La Corte territoriale ha valorizzato il tenore letterale dell’art. 13 del contratto stipulato il 13 dicembre 2017, in ragione del complessivo assetto negoziale, rilevando che le parti avevano espressamente stabilito che tutte le controversie derivanti da e/o comunque relative al contratto dovessero essere definite in arbitrato, il che non avrebbe avuto senso nell’ipotesi in cui le parti avessero voluto circoscrivere l’oggetto della clausola a determinate controversie, poiché, in tal caso, le parti avrebbero dovuto specificare che la clausola compromissoria si riferisse esclusivamente a determinate vicende nascenti dal contratto. Va poi considerato che la Corte d’appello ha tenuto presente il tenore dell’art. 31 (secondo il quale ‘il foro competente per tutte le controversie è il Tribunale di Mantova’), ma ha ritenuto – contrariamente all’assunto del Tribunale – che la sua previsione dovesse essere ricondotta a un semplice refuso, non avendo la
onnicomprensiva clausola compromissoria di cui all’art. 13 una portata limitata al contenzioso derivante da alcune fasi contrattuali.
III. Il ricorso va, pertanto, rigettato.
Le spese, liquidate in dispositivo, seguono la soccombenza.
In virtù dell’art. 380 -bis , ultimo comma, c.p.c., avendo il Collegio definito il giudizio in conformità RAGIONE_SOCIALE proposta, trovano applicazione il terzo e il quarto comma dell’art. 96 c.p.c. (v. al riguardo, per tutte, Cass. SU n. 28540/2023).
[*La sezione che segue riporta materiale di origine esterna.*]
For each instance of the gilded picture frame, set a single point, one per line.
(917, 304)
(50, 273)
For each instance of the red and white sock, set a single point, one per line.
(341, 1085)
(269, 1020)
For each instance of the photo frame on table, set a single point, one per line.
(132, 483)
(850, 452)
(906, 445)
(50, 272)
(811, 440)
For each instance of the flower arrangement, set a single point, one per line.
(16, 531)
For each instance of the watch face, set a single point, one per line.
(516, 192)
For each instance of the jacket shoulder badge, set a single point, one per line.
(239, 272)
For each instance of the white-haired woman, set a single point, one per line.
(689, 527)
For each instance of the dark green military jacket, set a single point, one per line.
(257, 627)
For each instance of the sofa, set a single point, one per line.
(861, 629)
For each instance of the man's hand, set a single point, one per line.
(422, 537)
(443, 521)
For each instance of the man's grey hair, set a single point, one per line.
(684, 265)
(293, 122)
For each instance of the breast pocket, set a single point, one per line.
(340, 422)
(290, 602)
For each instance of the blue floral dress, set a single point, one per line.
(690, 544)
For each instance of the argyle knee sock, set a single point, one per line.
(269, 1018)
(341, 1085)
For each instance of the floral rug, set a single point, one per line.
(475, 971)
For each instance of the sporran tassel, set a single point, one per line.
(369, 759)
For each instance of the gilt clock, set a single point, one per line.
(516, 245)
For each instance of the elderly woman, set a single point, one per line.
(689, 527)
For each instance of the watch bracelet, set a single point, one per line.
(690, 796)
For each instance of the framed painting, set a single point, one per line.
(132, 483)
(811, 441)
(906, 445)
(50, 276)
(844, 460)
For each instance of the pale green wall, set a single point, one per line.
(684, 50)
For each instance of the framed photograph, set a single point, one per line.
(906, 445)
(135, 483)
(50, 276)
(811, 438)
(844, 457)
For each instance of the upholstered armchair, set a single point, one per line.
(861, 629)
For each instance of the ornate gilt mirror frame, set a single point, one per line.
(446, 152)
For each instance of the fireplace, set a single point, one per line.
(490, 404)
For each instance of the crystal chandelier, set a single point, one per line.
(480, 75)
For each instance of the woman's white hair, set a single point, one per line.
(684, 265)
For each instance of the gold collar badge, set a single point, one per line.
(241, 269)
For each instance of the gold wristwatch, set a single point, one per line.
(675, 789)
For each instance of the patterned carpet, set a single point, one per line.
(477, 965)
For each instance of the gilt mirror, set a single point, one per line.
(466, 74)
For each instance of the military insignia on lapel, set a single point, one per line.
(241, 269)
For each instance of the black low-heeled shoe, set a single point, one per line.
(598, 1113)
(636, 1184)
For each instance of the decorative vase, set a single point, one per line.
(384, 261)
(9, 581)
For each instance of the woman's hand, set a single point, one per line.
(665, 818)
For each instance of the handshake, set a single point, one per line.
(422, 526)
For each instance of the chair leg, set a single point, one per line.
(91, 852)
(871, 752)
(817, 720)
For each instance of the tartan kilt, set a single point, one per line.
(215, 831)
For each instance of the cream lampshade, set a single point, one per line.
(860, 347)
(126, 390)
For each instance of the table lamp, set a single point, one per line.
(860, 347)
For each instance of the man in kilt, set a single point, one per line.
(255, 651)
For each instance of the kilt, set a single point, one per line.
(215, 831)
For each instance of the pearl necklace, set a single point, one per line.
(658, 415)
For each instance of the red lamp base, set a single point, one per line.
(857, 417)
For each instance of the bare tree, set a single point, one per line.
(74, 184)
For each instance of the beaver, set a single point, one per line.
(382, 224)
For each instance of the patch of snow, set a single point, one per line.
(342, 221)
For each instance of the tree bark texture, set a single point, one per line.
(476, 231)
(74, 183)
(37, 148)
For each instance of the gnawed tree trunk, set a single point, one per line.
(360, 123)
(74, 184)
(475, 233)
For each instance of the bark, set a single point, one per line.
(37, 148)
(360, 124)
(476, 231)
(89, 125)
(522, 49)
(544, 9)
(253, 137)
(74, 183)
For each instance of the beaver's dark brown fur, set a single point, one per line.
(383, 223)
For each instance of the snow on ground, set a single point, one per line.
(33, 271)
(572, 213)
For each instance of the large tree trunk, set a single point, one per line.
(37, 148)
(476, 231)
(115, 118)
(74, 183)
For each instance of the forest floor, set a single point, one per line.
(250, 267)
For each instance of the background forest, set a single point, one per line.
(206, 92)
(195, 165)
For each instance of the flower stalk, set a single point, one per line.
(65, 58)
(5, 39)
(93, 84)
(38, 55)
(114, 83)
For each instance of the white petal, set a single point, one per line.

Ai sensi dell’art. 13, comma 1 -quater del d.P.R. n. 115/ 2002, si dà atto della sussistenza dei presupposti processuali per il versamento, da parte della ricorrente, di un ulteriore importo a titolo di contributo unificato, pari a quello previsto per il ricorso a norma del comma 1 -bis dello stesso art. 13, se dovuto.
P.Q.M.
La Corte rigetta il ricorso e condanna la ricorrente al pagamento delle spese del giudizio di legittimità in favore della controricorrente, che liquida in euro 11.200,00, di cui euro 200 per esborsi, oltre spese generali (15%) e accessori di legge, nonché al pagamento di euro 5.500,00 ancora in favore della controricorrente, ai sensi dell’art. 96, terzo comma c.p.c., e al pagamento di euro 3.000,00, in favore della Cassa delle ammende ai sensi dell’art. 96, quarto comma c.p.c.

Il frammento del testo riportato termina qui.